Programming is done on a computer, I use xLights for all my programming, it’s an awesome open-source application that handles everything relatively easily. It has some rough edges that you’ll need to learn over time, but there’s a great community on Facebook and YouTube with videos and tutorials for the nitty-gritty.

xLights has a pretty simple system for layout, the UI looks like this:

Layout view

Ignoring the two bars along the top the main UI is pretty simple. The big black box contains all the models in your layout, you can click one of the options on the toolbar to add to it. The list on the left contains all the models in your layout, and if you select one, the area below will contain all the configurable options for that model.

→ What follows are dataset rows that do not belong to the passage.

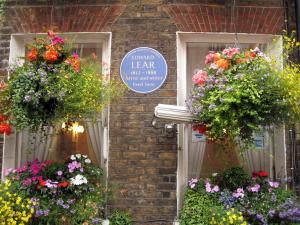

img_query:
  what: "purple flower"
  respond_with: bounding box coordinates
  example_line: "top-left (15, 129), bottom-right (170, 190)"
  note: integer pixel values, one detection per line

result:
top-left (35, 210), bottom-right (43, 217)
top-left (248, 184), bottom-right (260, 192)
top-left (92, 218), bottom-right (102, 224)
top-left (269, 181), bottom-right (279, 188)
top-left (62, 204), bottom-right (70, 209)
top-left (68, 161), bottom-right (82, 173)
top-left (188, 178), bottom-right (198, 189)
top-left (67, 199), bottom-right (75, 204)
top-left (56, 199), bottom-right (64, 206)
top-left (44, 209), bottom-right (50, 216)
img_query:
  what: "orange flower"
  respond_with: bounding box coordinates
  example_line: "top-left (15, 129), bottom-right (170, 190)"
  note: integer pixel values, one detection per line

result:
top-left (27, 48), bottom-right (38, 61)
top-left (45, 45), bottom-right (55, 51)
top-left (0, 82), bottom-right (7, 89)
top-left (44, 50), bottom-right (59, 61)
top-left (236, 58), bottom-right (242, 64)
top-left (216, 58), bottom-right (230, 70)
top-left (73, 60), bottom-right (80, 72)
top-left (213, 53), bottom-right (221, 62)
top-left (245, 51), bottom-right (256, 59)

You can see in the picture that I've placed a straight line for my roof and a tree for my tree (please ignore the slightly different dimensions). The magic of all of this happens when I right-click my tree and hit "wiring view" that shows me this window. If the LEDs in my prop are wired exactly like this diagram then xLights now knows where every LED in my tree is relative to the roofline!

Wiring diagram

To finish off our rainbow I just need to make what we call a “sequence”. It’s a lot like audio or video editing. xLights’ sequence view has your layout on the left side, some effect details in the middle, and a timeline on the right. To get a basic sequence it’s as easy as dragging an effect from the top toolbar onto the timeline and messing with the effect details in the middle. You can see our rainbow (on my house, because the demo is boring) below:

Sequence animation

If you’re doing musical sequencing the music will also play to help you get timing right. It can take a lot of time to tweak the little settings in sequences and get them just right, but it’s a lot of fun and the results are worth it. Sequences are shareable, so you can download other people’s sequences and tweak them to your liking, or share your own with the community. There’s a few places for free sequences, and a few vendors that sell really high quality ones.

Electronics

I’m going to gloss over this for this post. The main electronics for a light show are a computer, controller, and power supply. The controller is what takes the data from the computer (can be a small Raspberry Pi or full computer) and sends it to the lights. The power supply is what powers the lights and controller. There are a lot of different options for all of these, I’ll cover what I use in a future post. The electronics aren’t extremely simple, but when you find a controller they have pretty good directions and/or a helfpful community.